He hesitated for a moment, not knowing what to say. 'What right have
you gentlemen to my land?'

'We have got money.'

'Money?...I!...Sell my land for money? We have been settled here from
father to son; we were here at the time of the scourge of serfdom, and
even then we used to call the land "ours". My father got it for his own
by decree from the Emperor Alexander II; the Land Commission settled
all that, and we have the proper documents with signatures attached.
How can you say now that you want to buy my land?'

The younger man had turned away indifferently during Slimak's long
speech and whistled, the older man shook his fist impatiently.

'But we want to buy it...pay for it...cash! Sixty roubles an acre.'

'And I wouldn't sell it for a hundred,' said Slimak.
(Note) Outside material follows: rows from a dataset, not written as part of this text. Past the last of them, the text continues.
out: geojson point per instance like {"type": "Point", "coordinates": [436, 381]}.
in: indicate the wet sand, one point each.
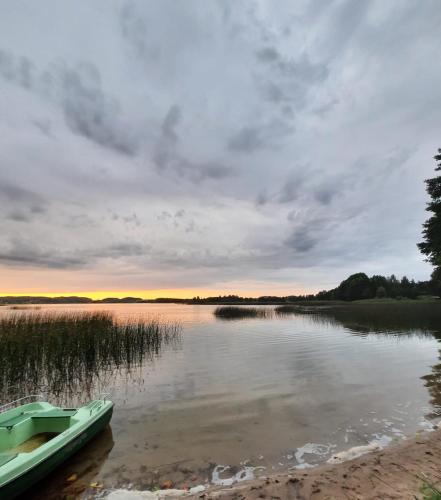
{"type": "Point", "coordinates": [398, 472]}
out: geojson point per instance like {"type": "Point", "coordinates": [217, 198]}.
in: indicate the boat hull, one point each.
{"type": "Point", "coordinates": [23, 482]}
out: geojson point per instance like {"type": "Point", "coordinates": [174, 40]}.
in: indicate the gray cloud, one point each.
{"type": "Point", "coordinates": [234, 140]}
{"type": "Point", "coordinates": [301, 240]}
{"type": "Point", "coordinates": [166, 154]}
{"type": "Point", "coordinates": [252, 138]}
{"type": "Point", "coordinates": [90, 113]}
{"type": "Point", "coordinates": [20, 252]}
{"type": "Point", "coordinates": [23, 202]}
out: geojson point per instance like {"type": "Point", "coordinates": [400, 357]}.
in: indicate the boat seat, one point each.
{"type": "Point", "coordinates": [54, 413]}
{"type": "Point", "coordinates": [6, 457]}
{"type": "Point", "coordinates": [14, 420]}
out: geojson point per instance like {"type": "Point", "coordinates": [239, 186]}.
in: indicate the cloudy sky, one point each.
{"type": "Point", "coordinates": [202, 146]}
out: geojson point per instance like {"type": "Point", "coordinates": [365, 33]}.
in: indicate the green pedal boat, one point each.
{"type": "Point", "coordinates": [36, 437]}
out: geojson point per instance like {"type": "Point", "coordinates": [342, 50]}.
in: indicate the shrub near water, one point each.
{"type": "Point", "coordinates": [66, 351]}
{"type": "Point", "coordinates": [231, 312]}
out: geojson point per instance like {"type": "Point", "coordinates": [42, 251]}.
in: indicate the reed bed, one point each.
{"type": "Point", "coordinates": [69, 351]}
{"type": "Point", "coordinates": [232, 312]}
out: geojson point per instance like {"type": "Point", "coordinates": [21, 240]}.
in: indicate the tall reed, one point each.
{"type": "Point", "coordinates": [67, 351]}
{"type": "Point", "coordinates": [233, 312]}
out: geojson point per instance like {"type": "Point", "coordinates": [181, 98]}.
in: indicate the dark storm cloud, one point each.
{"type": "Point", "coordinates": [88, 110]}
{"type": "Point", "coordinates": [16, 70]}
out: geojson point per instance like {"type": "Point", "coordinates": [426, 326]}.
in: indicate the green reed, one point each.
{"type": "Point", "coordinates": [66, 352]}
{"type": "Point", "coordinates": [232, 312]}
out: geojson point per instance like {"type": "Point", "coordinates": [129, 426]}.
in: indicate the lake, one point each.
{"type": "Point", "coordinates": [257, 395]}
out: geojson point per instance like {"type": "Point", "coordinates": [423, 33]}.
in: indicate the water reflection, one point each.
{"type": "Point", "coordinates": [418, 320]}
{"type": "Point", "coordinates": [266, 391]}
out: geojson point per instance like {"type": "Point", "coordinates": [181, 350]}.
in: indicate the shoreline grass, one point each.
{"type": "Point", "coordinates": [67, 352]}
{"type": "Point", "coordinates": [233, 312]}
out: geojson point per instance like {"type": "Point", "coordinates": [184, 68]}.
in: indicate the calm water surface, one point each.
{"type": "Point", "coordinates": [257, 395]}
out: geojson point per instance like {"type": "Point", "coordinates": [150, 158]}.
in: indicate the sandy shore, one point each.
{"type": "Point", "coordinates": [399, 472]}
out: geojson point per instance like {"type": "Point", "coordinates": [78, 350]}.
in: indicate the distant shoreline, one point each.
{"type": "Point", "coordinates": [218, 301]}
{"type": "Point", "coordinates": [270, 301]}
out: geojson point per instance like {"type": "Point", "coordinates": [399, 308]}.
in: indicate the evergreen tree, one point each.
{"type": "Point", "coordinates": [431, 246]}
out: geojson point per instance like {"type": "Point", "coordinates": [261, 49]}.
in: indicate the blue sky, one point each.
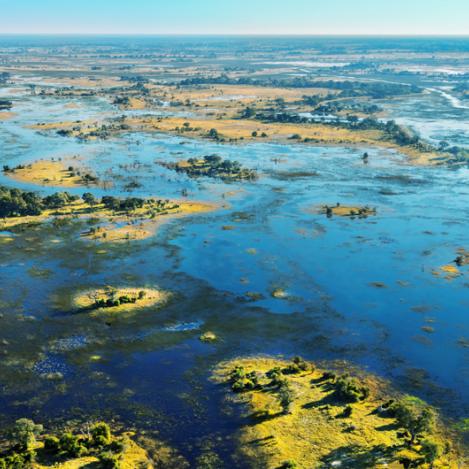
{"type": "Point", "coordinates": [235, 16]}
'Perhaps we could come to terms, gospodarz.' The peasant burst out

'Old man, have you lived so long in this world, and don't understand
that I would not sell my land on any terms whatever?'

'You could buy thirty acres the other side of the Bug with what we
should pay you.'

'If land is so cheap the other side of the Bug, why don't you buy it
yourself instead of coming here?' The son laughed.
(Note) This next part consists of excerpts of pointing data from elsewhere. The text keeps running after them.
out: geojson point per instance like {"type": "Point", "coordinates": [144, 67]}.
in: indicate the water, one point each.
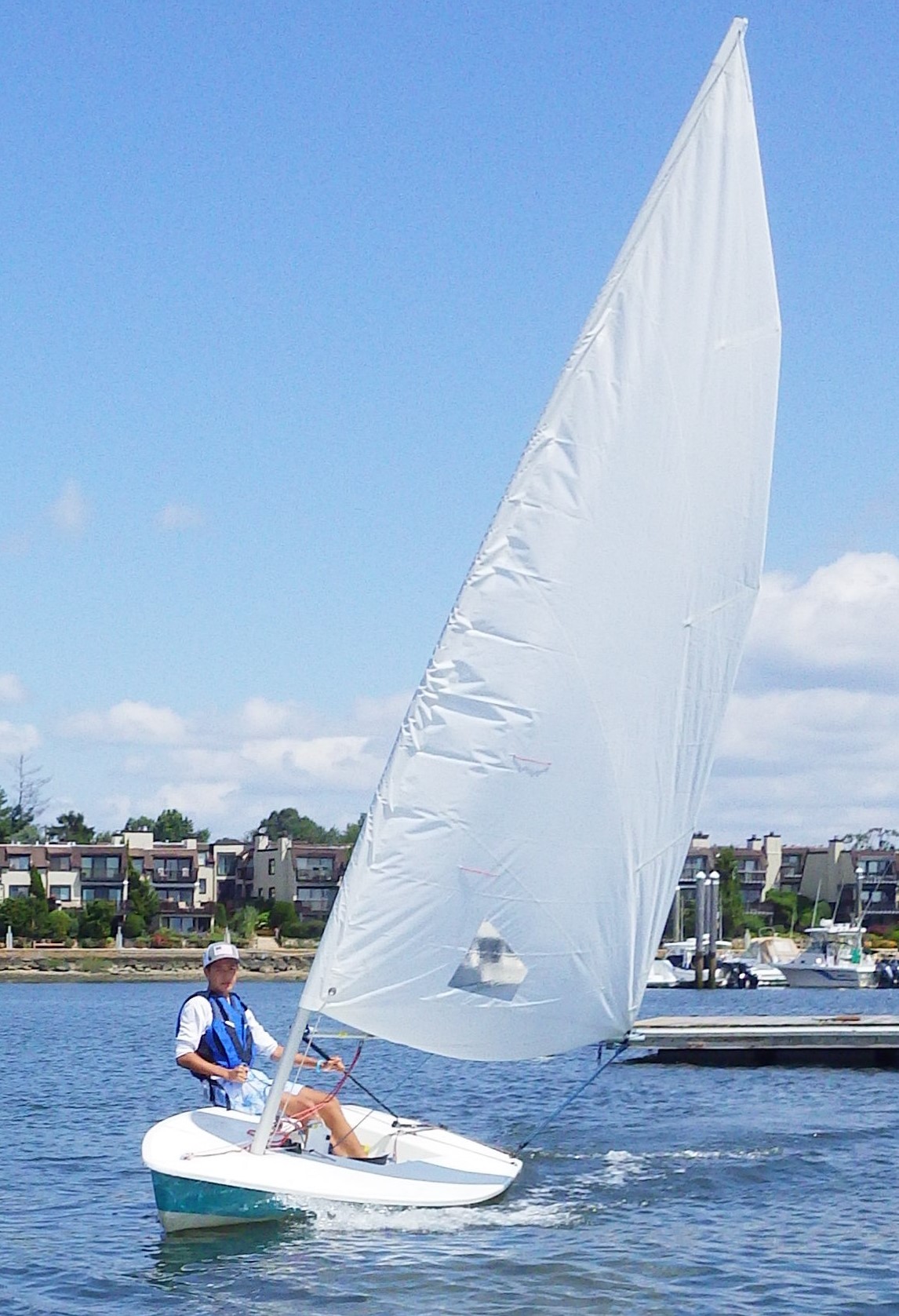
{"type": "Point", "coordinates": [665, 1189]}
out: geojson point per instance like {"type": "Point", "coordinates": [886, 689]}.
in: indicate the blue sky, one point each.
{"type": "Point", "coordinates": [285, 290]}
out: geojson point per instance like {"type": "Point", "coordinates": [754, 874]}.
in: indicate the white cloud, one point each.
{"type": "Point", "coordinates": [328, 760]}
{"type": "Point", "coordinates": [11, 688]}
{"type": "Point", "coordinates": [199, 800]}
{"type": "Point", "coordinates": [266, 717]}
{"type": "Point", "coordinates": [19, 738]}
{"type": "Point", "coordinates": [132, 721]}
{"type": "Point", "coordinates": [69, 513]}
{"type": "Point", "coordinates": [843, 622]}
{"type": "Point", "coordinates": [180, 516]}
{"type": "Point", "coordinates": [810, 745]}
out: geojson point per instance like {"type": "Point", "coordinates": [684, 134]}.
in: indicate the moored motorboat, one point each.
{"type": "Point", "coordinates": [204, 1174]}
{"type": "Point", "coordinates": [584, 673]}
{"type": "Point", "coordinates": [835, 957]}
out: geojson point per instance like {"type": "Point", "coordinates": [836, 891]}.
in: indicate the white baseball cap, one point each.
{"type": "Point", "coordinates": [220, 950]}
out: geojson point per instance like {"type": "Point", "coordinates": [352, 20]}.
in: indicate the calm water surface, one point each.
{"type": "Point", "coordinates": [662, 1190]}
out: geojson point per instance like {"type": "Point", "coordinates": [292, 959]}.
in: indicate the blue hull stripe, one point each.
{"type": "Point", "coordinates": [192, 1198]}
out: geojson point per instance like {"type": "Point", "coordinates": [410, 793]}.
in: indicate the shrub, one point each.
{"type": "Point", "coordinates": [134, 925]}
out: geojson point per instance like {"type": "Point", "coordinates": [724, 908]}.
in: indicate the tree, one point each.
{"type": "Point", "coordinates": [29, 799]}
{"type": "Point", "coordinates": [5, 818]}
{"type": "Point", "coordinates": [95, 921]}
{"type": "Point", "coordinates": [171, 826]}
{"type": "Point", "coordinates": [71, 826]}
{"type": "Point", "coordinates": [875, 839]}
{"type": "Point", "coordinates": [141, 824]}
{"type": "Point", "coordinates": [733, 913]}
{"type": "Point", "coordinates": [351, 833]}
{"type": "Point", "coordinates": [143, 899]}
{"type": "Point", "coordinates": [784, 906]}
{"type": "Point", "coordinates": [298, 826]}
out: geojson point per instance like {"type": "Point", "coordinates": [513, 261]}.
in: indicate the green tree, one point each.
{"type": "Point", "coordinates": [351, 833]}
{"type": "Point", "coordinates": [173, 826]}
{"type": "Point", "coordinates": [298, 826]}
{"type": "Point", "coordinates": [733, 913]}
{"type": "Point", "coordinates": [143, 899]}
{"type": "Point", "coordinates": [95, 921]}
{"type": "Point", "coordinates": [19, 913]}
{"type": "Point", "coordinates": [62, 925]}
{"type": "Point", "coordinates": [133, 925]}
{"type": "Point", "coordinates": [140, 824]}
{"type": "Point", "coordinates": [786, 908]}
{"type": "Point", "coordinates": [282, 912]}
{"type": "Point", "coordinates": [71, 826]}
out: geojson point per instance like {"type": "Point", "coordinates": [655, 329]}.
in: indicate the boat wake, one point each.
{"type": "Point", "coordinates": [624, 1168]}
{"type": "Point", "coordinates": [340, 1218]}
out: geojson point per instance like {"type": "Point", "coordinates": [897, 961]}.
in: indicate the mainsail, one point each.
{"type": "Point", "coordinates": [520, 855]}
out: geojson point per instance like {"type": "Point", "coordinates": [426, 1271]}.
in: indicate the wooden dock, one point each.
{"type": "Point", "coordinates": [839, 1040]}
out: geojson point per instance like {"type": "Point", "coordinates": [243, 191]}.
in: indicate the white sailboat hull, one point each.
{"type": "Point", "coordinates": [828, 975]}
{"type": "Point", "coordinates": [204, 1174]}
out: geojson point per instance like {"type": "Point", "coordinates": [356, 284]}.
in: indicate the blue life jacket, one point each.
{"type": "Point", "coordinates": [228, 1040]}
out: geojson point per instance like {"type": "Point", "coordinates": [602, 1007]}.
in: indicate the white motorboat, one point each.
{"type": "Point", "coordinates": [584, 674]}
{"type": "Point", "coordinates": [835, 957]}
{"type": "Point", "coordinates": [661, 974]}
{"type": "Point", "coordinates": [765, 957]}
{"type": "Point", "coordinates": [204, 1176]}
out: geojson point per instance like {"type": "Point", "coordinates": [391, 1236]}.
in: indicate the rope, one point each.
{"type": "Point", "coordinates": [600, 1065]}
{"type": "Point", "coordinates": [308, 1112]}
{"type": "Point", "coordinates": [367, 1092]}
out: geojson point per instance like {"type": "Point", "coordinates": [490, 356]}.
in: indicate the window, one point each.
{"type": "Point", "coordinates": [100, 866]}
{"type": "Point", "coordinates": [320, 867]}
{"type": "Point", "coordinates": [171, 869]}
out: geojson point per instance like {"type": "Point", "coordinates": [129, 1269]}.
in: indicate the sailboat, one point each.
{"type": "Point", "coordinates": [511, 884]}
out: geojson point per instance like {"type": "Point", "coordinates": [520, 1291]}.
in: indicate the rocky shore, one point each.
{"type": "Point", "coordinates": [49, 964]}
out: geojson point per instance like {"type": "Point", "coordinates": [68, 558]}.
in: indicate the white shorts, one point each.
{"type": "Point", "coordinates": [249, 1098]}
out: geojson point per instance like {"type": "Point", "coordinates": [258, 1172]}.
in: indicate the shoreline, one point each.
{"type": "Point", "coordinates": [54, 964]}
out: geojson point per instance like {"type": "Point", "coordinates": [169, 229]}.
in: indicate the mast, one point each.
{"type": "Point", "coordinates": [520, 855]}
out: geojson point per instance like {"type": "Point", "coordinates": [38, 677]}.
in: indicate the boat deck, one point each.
{"type": "Point", "coordinates": [836, 1040]}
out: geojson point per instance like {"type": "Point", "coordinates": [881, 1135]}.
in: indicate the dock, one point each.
{"type": "Point", "coordinates": [858, 1041]}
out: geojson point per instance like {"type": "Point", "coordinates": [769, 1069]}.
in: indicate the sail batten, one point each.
{"type": "Point", "coordinates": [526, 840]}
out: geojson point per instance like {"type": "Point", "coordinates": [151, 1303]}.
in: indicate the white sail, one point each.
{"type": "Point", "coordinates": [522, 849]}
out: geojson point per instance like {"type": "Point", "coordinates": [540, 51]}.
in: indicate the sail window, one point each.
{"type": "Point", "coordinates": [490, 966]}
'He is no fool, father; he is telling you what I have been telling you
from morning till night.'

The old man took Slimak's hand.

'Gospodarz,' he said, pressing it, 'let us talk like Christians and not
like heathens. We praise the same God, why should we not agree? You
see, I have a son who is an expert miller, and I should like him to
have a windmill on that hill. When he has a windmill he will grow
steady and work and get married. Then I could be happy in my old age.
That hill is nothing to you.'

'But it's my land, no one has a right to it.'

'No one has a right to it, but I want to buy it.'

'Well, and I won't sell it!'

The old man made a wry face, as if he were ready to cry. He drew the
peasant a few steps aside, and said in a voice trembling with emotion:
'Why are you so hard on me, gospodarz? You see, my sons don't hit it
off with each other. The elder is a farmer, and I want to set up the
younger as a miller and have him near me. I haven't long to live, I am
eighty years old, don't quarrel with me.'

'Can't you buy land elsewhere?'

'Not very well. We are a whole community settling together; it would
take a long time to make other arrangements. My son Wilhelm does not
like farming, and unless I buy him a windmill he will starve or go away
from me. I am an old man, sell me your land! Listen,' he whispered, 'I
will give you seventy-five roubles an acre. God is my witness, I am
offering you more than the land is worth. But you will let me have it,
won't you? You are an honest man and a Christian.'

Slimak looked with astonishment and pity at the old man, from whose
inflamed eyes the tears were pouring down.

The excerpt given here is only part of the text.